GC tends to parallelise well, but usually not linearly.

So, roughly, the MarkUs CPU overhead is O(MemoryFootprint * HeapAllocationSpeed / NumberOfThreads). The RAM overhead of MarkUs depends on the quarantine and can be set by the user to an arbitrary value. The smaller is the quarantine, the more often you need to run the GC scan, i.e. we can trade RAM for CPU. If the quarantine is set to a fixed percentage of the overal memory footprint (as opposed to setting it to a fixed number of megabytes), then the CPU overhead can be thought of as O(HeapAllocationSpeed / NumberOfThreads)

Possible Optimizations

Bypass quarantine when a certain allocation is statically known to be safe.
Bypass quarantine when UAF-safety can be provided by some other means (e.g. for huge heap allocation we can use quarantine based on protecting parts of the virtual address space)
Do not scan allocations known to not contain any pointers (e.g. allocations done on behalf of std::string)

MarkUs and Memory Tagging

The authors write:

... MarkUs composes well with such techniques [memory tagging]. Not only does MarkUs provide the security that tagged memory lacks, and tagged memory the debug that MarkUs does not aim to provide, but tagged memory can also make MarkUs more efficient, by allowing reuse of memory multiple times, based on incrementing the ID tag of each successive allocation, before address space must be quarantined to ensure old IDs have been eliminated and can be reallocated.

Indeed so.
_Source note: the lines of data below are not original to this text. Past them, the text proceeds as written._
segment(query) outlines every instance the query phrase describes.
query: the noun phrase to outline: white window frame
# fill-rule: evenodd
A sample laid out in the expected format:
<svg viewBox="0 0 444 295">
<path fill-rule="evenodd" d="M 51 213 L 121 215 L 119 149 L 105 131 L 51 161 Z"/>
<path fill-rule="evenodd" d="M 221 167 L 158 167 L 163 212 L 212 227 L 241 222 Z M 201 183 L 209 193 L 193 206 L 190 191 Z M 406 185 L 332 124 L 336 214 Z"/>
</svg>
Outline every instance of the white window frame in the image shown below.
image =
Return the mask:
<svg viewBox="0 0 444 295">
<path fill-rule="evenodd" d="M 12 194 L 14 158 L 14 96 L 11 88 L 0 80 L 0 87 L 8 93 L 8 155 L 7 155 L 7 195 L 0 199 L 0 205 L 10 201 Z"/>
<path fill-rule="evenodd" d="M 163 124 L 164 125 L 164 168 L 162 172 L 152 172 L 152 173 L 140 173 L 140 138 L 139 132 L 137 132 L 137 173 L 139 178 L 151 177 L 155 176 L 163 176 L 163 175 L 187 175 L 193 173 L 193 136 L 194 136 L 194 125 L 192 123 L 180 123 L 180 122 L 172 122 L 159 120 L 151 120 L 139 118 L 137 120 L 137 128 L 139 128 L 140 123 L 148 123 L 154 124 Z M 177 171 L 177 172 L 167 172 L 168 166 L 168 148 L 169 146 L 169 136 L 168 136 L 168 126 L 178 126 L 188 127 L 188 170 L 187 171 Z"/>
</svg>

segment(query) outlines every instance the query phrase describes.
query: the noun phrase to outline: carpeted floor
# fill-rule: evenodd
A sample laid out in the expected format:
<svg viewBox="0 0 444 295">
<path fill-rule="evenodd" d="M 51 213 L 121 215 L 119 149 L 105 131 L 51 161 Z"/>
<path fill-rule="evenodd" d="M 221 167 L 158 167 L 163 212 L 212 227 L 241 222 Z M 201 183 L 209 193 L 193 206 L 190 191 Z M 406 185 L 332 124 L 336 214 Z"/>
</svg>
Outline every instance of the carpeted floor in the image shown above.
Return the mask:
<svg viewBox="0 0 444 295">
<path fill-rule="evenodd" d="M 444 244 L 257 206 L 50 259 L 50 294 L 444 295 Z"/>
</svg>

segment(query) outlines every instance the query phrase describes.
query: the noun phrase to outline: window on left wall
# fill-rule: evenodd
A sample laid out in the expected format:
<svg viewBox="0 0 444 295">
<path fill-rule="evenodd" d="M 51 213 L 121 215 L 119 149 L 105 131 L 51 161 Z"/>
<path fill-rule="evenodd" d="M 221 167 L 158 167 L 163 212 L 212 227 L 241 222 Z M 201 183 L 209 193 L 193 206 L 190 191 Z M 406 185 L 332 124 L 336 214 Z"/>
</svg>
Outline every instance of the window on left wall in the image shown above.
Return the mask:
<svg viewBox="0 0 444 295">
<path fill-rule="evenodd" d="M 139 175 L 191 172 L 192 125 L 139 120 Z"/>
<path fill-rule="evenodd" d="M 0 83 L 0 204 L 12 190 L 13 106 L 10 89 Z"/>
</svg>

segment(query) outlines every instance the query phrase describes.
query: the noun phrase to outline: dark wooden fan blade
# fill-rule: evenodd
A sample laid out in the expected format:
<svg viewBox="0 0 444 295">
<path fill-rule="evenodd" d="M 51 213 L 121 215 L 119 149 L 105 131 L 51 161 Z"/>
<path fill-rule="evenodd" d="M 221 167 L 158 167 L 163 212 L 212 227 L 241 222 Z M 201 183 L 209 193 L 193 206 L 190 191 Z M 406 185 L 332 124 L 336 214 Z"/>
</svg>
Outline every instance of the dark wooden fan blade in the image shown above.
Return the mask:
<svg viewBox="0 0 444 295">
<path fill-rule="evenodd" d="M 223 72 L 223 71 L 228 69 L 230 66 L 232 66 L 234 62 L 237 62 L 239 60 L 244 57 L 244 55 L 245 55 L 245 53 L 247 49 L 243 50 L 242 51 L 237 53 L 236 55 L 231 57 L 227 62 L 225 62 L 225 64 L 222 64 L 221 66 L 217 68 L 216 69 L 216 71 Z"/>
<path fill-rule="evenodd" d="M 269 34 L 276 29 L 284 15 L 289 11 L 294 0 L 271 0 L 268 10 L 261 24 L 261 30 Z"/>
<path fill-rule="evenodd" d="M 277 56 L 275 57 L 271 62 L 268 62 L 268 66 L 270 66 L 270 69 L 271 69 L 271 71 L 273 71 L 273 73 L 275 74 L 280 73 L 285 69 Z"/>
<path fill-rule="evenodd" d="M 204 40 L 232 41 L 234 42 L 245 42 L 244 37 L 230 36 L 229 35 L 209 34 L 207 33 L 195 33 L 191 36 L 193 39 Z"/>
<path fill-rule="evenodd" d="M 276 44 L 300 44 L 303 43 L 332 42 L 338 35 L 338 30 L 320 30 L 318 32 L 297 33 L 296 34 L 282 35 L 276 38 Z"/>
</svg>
With most implementations of memory tagging (HWASAN, Arm MTE, SPARC ADI) the following scheme is possible:

Every heap region is assigned a tag 0 on the first allocation.
On deallocation, the memory tag is incremented. If the tag has overflown, the memory chunk is put into MarkUs quarantine, otherwise it is returned to malloc free-lists and can be immediately reused.

Why does this prevent UAFs?

On the first allocation (tag=0), the given region of address space has not been used, so no UAF is possible. On the second allocation, we know that there might be a dangling pointer to the same region with tag=0, but the current allocation uses tag=1, so an access through the old dangling pointer will generate a memory tagging trap. On the MaxTagth allocation (i.e. in case of Arm or SPARC, on ~ 15th, in case of HWASAN, on 255th), we know that there are potentially dangling pointers with the tags 0, 1, ... MaxTag-1, but not yet with MaxTag. But as soon as we deallocate the MaxTagth allocation we can no longer assume complete UAF-safety because all the generations of this pointer are potentially dangling. This is when we have to put the deallocated region into quarantine. Once the quarantine reaches the threshold, we run a GC scan and evict from quanrantine only those allocations versions of which are not found in the live memory.

Thus, with e.g. Arm MTE, MarkUs will need 16x fewer scans, which makes MarkUs's performance compelling.

Such deterministic tags assignment may cause memory tagging to be less effective against heap buffer overflows. The answer to that is to introduce some extra randomness into the tag creation.